La visione del film – ricordiamoci la sera del 28 dicembre 1895, a Parigi, al Boulevard des Capucines, con i Fratelli Louis e Auguste Lumière -, nasce come spettacolo collettivo, per subito trasformarsi in un rito dal variegato irresistibile fascino. Con una particolare liturgia. La sala cinema ha i suoi induplicabili luoghi e azioni: foyer, sala con poltrone, porte con tende pesanti sia all’ingresso che ai lati, schermo, altoparlanti. Luce/buio; fascio di luce saettante dalla cabina attraverso delle finestrelle; macchina di proiezione chiamata ad animare, “magicamente”, sul telone, vite e oggetti tridimensionali. Con voci e rumori “veri”.

E non dimentichiamo la musica, generatrice d’un intenso piacere estetico. La nostra coscienza di realtà, già “abbassatasi” per accettare la “finzione” come “vera”, considera la “musica commento” parte del “reale” riprodotto, anche quando non proviene da una fonte fisica (radio, strumento musicale, ecc.).

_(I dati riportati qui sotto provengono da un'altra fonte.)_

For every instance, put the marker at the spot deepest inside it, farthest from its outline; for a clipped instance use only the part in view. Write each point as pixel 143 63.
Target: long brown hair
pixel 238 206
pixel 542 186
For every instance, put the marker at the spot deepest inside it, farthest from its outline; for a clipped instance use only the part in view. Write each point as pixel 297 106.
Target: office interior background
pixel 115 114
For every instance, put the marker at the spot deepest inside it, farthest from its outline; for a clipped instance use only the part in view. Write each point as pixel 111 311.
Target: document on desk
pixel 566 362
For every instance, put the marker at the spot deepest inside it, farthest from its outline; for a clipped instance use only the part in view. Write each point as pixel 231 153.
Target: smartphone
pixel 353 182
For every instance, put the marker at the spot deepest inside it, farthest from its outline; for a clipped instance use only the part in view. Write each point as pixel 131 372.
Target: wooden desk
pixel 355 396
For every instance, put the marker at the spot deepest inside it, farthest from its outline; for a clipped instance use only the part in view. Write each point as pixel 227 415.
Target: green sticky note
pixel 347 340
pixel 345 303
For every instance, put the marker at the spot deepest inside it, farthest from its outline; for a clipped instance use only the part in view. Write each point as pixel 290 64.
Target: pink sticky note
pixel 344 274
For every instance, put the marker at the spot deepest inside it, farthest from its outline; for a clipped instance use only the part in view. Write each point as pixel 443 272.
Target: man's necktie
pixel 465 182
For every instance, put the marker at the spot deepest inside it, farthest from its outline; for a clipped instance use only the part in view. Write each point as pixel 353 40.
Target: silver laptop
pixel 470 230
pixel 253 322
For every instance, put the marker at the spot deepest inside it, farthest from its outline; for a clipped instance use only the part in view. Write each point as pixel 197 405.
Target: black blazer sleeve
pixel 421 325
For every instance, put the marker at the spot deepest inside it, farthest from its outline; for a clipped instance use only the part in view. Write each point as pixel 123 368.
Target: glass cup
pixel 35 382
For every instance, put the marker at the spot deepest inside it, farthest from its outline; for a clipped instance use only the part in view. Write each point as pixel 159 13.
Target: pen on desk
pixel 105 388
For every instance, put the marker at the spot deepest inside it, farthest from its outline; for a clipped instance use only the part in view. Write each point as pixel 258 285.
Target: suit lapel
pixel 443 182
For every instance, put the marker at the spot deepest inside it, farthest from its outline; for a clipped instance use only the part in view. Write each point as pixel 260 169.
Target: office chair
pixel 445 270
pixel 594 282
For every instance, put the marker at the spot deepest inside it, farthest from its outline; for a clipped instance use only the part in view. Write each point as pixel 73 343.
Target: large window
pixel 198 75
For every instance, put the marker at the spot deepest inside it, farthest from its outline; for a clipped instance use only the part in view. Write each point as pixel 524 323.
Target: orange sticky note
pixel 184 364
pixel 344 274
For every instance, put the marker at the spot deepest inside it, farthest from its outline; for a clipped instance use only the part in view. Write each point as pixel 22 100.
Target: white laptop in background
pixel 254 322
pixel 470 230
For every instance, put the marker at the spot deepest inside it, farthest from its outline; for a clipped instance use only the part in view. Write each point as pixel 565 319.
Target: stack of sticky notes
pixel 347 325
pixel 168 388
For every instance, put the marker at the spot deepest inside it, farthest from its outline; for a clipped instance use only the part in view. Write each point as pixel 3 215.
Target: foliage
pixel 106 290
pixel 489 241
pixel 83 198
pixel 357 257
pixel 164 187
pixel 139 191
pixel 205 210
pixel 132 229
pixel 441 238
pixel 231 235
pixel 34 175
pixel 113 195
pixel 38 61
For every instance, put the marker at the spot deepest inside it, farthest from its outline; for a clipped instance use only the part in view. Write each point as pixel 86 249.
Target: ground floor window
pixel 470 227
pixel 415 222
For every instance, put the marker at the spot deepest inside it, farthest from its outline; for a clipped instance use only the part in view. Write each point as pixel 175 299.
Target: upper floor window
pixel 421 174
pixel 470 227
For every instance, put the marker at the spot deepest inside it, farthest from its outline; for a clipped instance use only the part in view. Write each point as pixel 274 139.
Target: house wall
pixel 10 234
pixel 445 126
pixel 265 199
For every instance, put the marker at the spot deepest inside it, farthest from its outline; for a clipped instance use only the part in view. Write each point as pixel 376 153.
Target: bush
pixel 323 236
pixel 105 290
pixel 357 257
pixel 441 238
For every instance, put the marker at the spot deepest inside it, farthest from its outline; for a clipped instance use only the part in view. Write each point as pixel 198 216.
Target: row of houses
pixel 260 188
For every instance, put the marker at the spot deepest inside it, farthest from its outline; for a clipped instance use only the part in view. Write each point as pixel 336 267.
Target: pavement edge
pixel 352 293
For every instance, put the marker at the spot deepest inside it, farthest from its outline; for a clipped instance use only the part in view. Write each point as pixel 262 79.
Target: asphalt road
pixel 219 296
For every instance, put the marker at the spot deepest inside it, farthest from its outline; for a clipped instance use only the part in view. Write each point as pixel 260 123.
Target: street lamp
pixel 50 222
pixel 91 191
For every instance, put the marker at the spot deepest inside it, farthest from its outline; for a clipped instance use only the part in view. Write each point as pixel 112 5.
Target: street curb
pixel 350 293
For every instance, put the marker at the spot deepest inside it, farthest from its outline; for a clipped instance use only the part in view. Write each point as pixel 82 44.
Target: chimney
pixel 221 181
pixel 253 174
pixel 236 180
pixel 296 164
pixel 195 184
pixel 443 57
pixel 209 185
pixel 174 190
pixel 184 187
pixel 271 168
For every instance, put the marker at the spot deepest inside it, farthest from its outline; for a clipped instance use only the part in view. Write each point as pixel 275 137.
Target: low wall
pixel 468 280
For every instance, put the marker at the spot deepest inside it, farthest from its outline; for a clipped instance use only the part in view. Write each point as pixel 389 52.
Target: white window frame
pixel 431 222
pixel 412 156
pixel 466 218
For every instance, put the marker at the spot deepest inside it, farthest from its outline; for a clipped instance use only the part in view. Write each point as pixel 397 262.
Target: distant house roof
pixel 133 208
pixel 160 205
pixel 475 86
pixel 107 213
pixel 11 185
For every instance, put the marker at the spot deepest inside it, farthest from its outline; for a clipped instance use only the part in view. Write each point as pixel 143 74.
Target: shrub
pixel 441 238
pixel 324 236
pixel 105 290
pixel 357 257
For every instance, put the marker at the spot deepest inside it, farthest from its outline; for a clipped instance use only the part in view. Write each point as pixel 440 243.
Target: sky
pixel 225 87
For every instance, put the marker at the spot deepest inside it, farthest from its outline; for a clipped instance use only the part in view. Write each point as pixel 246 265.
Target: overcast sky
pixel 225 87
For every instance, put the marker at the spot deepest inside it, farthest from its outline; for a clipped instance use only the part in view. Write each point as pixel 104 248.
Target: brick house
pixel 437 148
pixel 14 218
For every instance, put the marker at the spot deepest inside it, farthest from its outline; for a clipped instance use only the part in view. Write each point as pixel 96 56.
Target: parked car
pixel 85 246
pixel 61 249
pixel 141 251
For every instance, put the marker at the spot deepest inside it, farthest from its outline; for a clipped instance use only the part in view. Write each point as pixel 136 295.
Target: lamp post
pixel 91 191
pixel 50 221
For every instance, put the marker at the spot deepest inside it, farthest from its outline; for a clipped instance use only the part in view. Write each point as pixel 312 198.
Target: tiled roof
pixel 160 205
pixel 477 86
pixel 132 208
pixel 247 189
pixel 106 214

Infatti, non troviamo irrealistico se nella poetica, ineguagliabile fuga finale del ragazzo Antoine verso la libertà (I quattrocento colpi, 1959, Truffaut), attraverso campi, poderi, e case deserte, entri il commento musicale di Jean Constantin. Il musicista trasforma la corsa di Antoine in un leggero volo di passero, chiamando gli archi e i legni: un oboe, un flauto, sino al pizzicato finale del violino, sul frame-stop del suo primo piano. Tutto mixato, nelle ultime inquadrature, con il timido sciabordare delle piccole onde cui è andato incontro il ragazzo. Ora, raggiunto il mare, egli schiaccia delicatamente l’acqua sotto le suole. Quasi a farsi abbracciare dal mare. Come a chiedere al mer (mare) quell’amore che la propria mère (madre) non gli ha saputo donare.

Alla riapertura delle sale, il 15 giugno, torniamo al cinema. Certo, dopo una nuotata al mare, lo shopping nei centri commerciali, prima o dopo la pizza. Gli autori, le maestranze, i distributori lavorano per non far morire la più bella invenzione artistica e spettacolare degli ultimi due secoli. Un sogno (millenario) diventato realtà, che sarebbe piaciuto vivere a Platone.

Seduti in sala vivremo la fantastica esperienza di Cecilia, quando entra nella vita dello schermo (La rosa purpurea del Cairo, 1985, Woody Allen).